PwC’s Mine 2018 report saw six Canada-based mining firms stay in the global Top 40 – with three rising, two falling, and one standing pat in relation to the 2017 ranking. Potash Corporation of Saskatchewan remained the top Canadian firm at 13, while Barrick Gold fell three spots in the ranking to 14. Teck Resources (diversified) also fell three spots, to 16, while Goldcorp fell 7 places to 25. Meanwhile, Agnico-Eagle Mines (gold) rose one position to 26, and First Quantum Minerals (copper) rose 4 spots to reach 30.

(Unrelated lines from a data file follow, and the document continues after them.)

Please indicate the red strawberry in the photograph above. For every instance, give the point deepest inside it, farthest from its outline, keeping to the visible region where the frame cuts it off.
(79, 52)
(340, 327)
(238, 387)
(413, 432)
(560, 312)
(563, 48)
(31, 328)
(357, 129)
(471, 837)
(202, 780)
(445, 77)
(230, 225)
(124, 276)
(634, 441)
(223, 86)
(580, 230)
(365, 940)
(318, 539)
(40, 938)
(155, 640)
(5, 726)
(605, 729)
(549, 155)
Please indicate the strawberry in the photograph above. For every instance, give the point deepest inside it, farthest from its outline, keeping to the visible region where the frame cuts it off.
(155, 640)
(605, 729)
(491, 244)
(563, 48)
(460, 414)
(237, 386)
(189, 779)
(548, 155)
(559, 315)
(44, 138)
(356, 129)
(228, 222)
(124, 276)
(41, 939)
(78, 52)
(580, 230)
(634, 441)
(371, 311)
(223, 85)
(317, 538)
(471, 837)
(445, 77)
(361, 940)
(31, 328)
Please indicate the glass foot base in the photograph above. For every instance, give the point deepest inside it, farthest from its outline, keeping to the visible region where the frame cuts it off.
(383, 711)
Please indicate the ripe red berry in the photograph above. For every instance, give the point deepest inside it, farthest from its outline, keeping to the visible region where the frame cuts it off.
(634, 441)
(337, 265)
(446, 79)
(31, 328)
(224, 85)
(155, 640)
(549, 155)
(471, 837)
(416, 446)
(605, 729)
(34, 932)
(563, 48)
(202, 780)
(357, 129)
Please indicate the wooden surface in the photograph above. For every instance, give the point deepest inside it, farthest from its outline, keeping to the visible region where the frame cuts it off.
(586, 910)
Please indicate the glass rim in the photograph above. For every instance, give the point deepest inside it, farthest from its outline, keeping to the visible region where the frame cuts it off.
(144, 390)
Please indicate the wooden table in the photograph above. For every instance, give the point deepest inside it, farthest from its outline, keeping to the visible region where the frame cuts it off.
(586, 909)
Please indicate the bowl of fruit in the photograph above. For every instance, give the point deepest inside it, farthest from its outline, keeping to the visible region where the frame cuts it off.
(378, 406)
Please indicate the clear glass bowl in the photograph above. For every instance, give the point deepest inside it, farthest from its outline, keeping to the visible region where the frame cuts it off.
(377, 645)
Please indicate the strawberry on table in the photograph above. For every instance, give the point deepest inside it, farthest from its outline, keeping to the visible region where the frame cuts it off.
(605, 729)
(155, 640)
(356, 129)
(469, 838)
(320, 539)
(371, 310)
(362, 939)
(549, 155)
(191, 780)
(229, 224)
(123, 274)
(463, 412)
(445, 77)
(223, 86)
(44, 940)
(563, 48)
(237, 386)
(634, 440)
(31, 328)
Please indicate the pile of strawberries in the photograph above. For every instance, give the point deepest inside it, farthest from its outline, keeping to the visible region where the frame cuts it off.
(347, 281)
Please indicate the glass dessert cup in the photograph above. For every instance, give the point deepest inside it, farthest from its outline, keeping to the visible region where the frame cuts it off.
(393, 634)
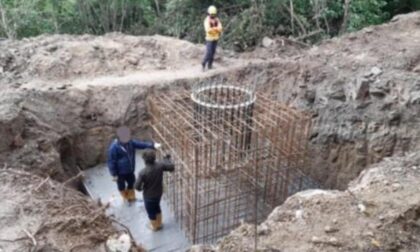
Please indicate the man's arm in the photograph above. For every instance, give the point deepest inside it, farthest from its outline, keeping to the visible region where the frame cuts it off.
(219, 26)
(143, 145)
(139, 182)
(112, 161)
(207, 25)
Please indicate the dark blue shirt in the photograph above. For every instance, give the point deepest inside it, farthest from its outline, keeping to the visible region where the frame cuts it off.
(122, 157)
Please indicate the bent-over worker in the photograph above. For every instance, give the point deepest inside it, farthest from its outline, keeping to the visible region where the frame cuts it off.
(150, 181)
(122, 161)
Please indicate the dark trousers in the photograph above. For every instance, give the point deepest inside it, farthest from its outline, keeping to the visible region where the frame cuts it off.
(152, 207)
(211, 47)
(126, 181)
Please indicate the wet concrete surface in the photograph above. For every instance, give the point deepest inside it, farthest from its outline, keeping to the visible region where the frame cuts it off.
(99, 185)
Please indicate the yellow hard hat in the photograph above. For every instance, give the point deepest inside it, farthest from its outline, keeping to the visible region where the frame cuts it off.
(212, 10)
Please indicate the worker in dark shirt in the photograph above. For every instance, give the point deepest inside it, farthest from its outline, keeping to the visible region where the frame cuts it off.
(122, 161)
(150, 181)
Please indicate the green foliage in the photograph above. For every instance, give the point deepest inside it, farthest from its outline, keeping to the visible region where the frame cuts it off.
(245, 21)
(367, 12)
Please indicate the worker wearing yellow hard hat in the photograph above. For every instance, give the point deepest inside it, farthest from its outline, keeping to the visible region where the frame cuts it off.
(213, 28)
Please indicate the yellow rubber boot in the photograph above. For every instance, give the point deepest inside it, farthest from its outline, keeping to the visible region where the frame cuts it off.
(124, 195)
(159, 220)
(154, 225)
(131, 195)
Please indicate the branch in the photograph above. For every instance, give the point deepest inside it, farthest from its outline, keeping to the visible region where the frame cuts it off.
(34, 242)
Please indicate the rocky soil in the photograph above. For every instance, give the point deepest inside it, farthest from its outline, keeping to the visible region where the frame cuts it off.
(379, 211)
(38, 214)
(61, 97)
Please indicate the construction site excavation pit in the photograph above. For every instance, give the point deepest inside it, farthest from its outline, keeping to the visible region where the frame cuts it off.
(238, 154)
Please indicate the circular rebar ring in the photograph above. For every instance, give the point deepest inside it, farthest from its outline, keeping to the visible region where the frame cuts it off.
(223, 97)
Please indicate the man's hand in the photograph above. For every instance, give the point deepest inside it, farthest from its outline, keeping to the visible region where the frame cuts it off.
(157, 145)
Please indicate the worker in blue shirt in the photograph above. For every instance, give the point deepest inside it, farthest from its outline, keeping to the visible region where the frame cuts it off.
(121, 161)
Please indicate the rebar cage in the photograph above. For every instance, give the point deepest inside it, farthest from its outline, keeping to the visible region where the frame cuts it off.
(238, 154)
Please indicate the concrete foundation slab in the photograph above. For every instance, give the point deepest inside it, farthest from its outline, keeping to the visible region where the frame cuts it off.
(99, 185)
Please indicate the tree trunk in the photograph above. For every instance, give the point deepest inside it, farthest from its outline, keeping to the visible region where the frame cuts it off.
(346, 16)
(157, 8)
(4, 22)
(292, 23)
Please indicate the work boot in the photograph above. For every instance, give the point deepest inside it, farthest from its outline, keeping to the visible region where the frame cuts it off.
(159, 220)
(154, 225)
(124, 194)
(131, 195)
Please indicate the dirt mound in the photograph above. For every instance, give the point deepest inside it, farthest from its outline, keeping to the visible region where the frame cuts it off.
(63, 56)
(363, 90)
(279, 47)
(380, 211)
(41, 214)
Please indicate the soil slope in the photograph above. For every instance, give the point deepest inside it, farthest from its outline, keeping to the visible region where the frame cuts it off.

The report expects the top Canadian firms to continue growing amid the continued upswing in the mining cycle. Indeed, Canadian mining companies increased their mining exploration spending from $473 million in 2016 to $620 million in 2017 – more than double the average increase in the Top 40. Other major trends – and keys to long-term success – identified by the PwC report include digital transformation, safety, partnerships, tax impacts, and diversity.Top 40 performance trendsPwC relates that the Canadian miners in the Top 40 continue to be leaders in digital transformation – improving efficiency and safety, while mitigating cyber risks. Partnering with tech companies has been a big part of this: Teck Resources, for example, teamed up with LlamaZOO to create MineLifeVR – a virtual reality program which converts data into an immersive visualization of a mine’s entire lifecycle, speeding up planning. Mines are also exploring the use of AI in new digital pilot projects, and the market upswing will allow them to test efficiency-boosting test programs before scaling up.

Rising shareholder expectations and growing global labour costs are pushing Canadian firms to seek value in partnerships in order to reduce costs, realize synergies, and increase sustainability. To this end, Quebec miners have been allying with government, private equity, and capital markets to find new financing sources. According to PwC, the partnerships help the firms not only in terms of cash, but also with access to leadership and experience from outside the mining industry.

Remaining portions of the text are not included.